There’s a reason why I reprint this essay now.
It’s not all that old. Pat Robertson asked this idiotic question not long ago. I responded in a reasonable manner, which you can see below.
But I think all these words are about to become antiquated. This particular idiotic question is one that is not going to have to be answered, in any manner, much longer.
But until then:
“Pat Robertson asked it on television. Senators ask this question in debates.
“WHAT IF SOMEBODY WANTS TO MARRY HIS DOG?”
Sigh. Do we really have to do this? Okay.
The question of informed adult consent aside, there are billions of people in the world and any number of them are strange by the standards of the rest of us.
There is a woman who married a bridge, another who married the Eiffel Tower. This is not hypothetical. These women exist. They had ceremonies that understanding friends attended. They are not stupid. They both know they are married to inanimate objects. They both know the objects cannot return their love. Nevertheless, they are wired differently from the rest of us, the internal definition of love exists differently for them than it does for us, and for whatever strange reason sparks their brain matter, they happen to be feel safe and loved and secure when in the presence of that bridge, that Parisian monument. The woman who married the Eiffel Tower spends some time on that Plaza every day, being “with her husband.” It hurts nobody. It’s entertaining to us that these ladies feel this way, but it doesn’t inconvenience any of us; it doesn’t endanger my marriage to Judi or yours to whoever, in any fashion.
Bridges and towers cannot give informed consent. But neither do they mind.
Dogs and horses cannot give informed consent. It can be said that they do mind. There is a case that forcing sexual relations on them is not only unnatural, but cruel. We protect them because they cannot give consent.
Men marrying their daughters —
— well, we call that incest and we know that it’s most often exploitation. We know that there are extreme cases (let’s say the brother and sister separated at birth, who first fall in love, then find out they’re related; similar things happening to parents separated from their children, who meet them socially without any clue to their true connection) where incest is NOT exploitation and where the people can claim, however much it disgusts us, that they are both entering into the contract with eyes open and in fully informed, fully empowered personal volition. However, these outliers do not reflect the vast majority of cases, almost all of which do involve abuse. The few exceptions are in fact such a statistical blip that, in every real sense, they exist only as thought experiments.
But let us assume that a vast sea-shift in human behavior led to millions, literally millions, of men and millions of their independent adult daughters wanting to marry one another.

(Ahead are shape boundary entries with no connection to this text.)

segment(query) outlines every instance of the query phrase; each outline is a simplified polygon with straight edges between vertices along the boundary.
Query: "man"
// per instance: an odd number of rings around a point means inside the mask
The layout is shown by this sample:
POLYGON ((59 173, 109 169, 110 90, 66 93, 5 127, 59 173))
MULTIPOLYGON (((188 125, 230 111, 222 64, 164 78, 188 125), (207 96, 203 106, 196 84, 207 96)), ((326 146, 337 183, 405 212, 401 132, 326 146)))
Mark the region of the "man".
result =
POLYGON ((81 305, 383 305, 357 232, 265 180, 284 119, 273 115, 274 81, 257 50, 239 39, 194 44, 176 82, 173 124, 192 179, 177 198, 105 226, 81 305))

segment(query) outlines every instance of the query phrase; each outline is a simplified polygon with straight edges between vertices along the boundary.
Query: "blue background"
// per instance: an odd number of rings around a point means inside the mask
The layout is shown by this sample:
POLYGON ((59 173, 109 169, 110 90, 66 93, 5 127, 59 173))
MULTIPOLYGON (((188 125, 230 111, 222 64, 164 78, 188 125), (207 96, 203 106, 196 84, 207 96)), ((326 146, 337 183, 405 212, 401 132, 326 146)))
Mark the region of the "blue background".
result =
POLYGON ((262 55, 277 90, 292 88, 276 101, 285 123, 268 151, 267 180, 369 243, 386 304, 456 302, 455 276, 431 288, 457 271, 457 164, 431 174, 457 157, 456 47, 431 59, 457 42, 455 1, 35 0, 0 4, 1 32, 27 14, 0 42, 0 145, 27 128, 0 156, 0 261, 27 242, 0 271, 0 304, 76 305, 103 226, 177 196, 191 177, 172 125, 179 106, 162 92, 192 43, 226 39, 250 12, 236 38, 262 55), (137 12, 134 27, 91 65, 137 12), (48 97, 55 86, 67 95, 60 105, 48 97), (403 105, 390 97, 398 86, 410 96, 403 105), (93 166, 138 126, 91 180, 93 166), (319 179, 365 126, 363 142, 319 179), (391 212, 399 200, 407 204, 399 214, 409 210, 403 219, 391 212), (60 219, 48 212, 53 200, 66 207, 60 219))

This would require a tremendous alteration in human nature, of the sort that doesn’t parallel the history of homosexuality at all. As far as we can tell, it’s always reflected approximately the same percentage of the human species that it does now, subject to variations in culture’s acceptance or rejection. But let us posit that. Let us assume that twenty million American men wanted to marry their daughters, who without any intimidation of any kind, reciprocated this ambition. This is incredibly unlikely. But again, this is what we’re positing.
Why are we talking about it now?
Isn’t talking about it now rather ridiculous and theoretical?
Doesn’t it make more sense to suggest that we hold off the discussion of whether this would be good or bad for society until that actually happens? Knowing that it won’t?
And THEN return to the issue of gay marriage, which DOES involve millions and which HAS swept the states and IS legal for more than three-quarters of Americans and ISN’T so theoretical? Because otherwise, all this talk of men wanting to marry their daughters or dogs or what have you is just ridiculous?”
Yes. It is.
But there’s a reason why I reprint this essay today.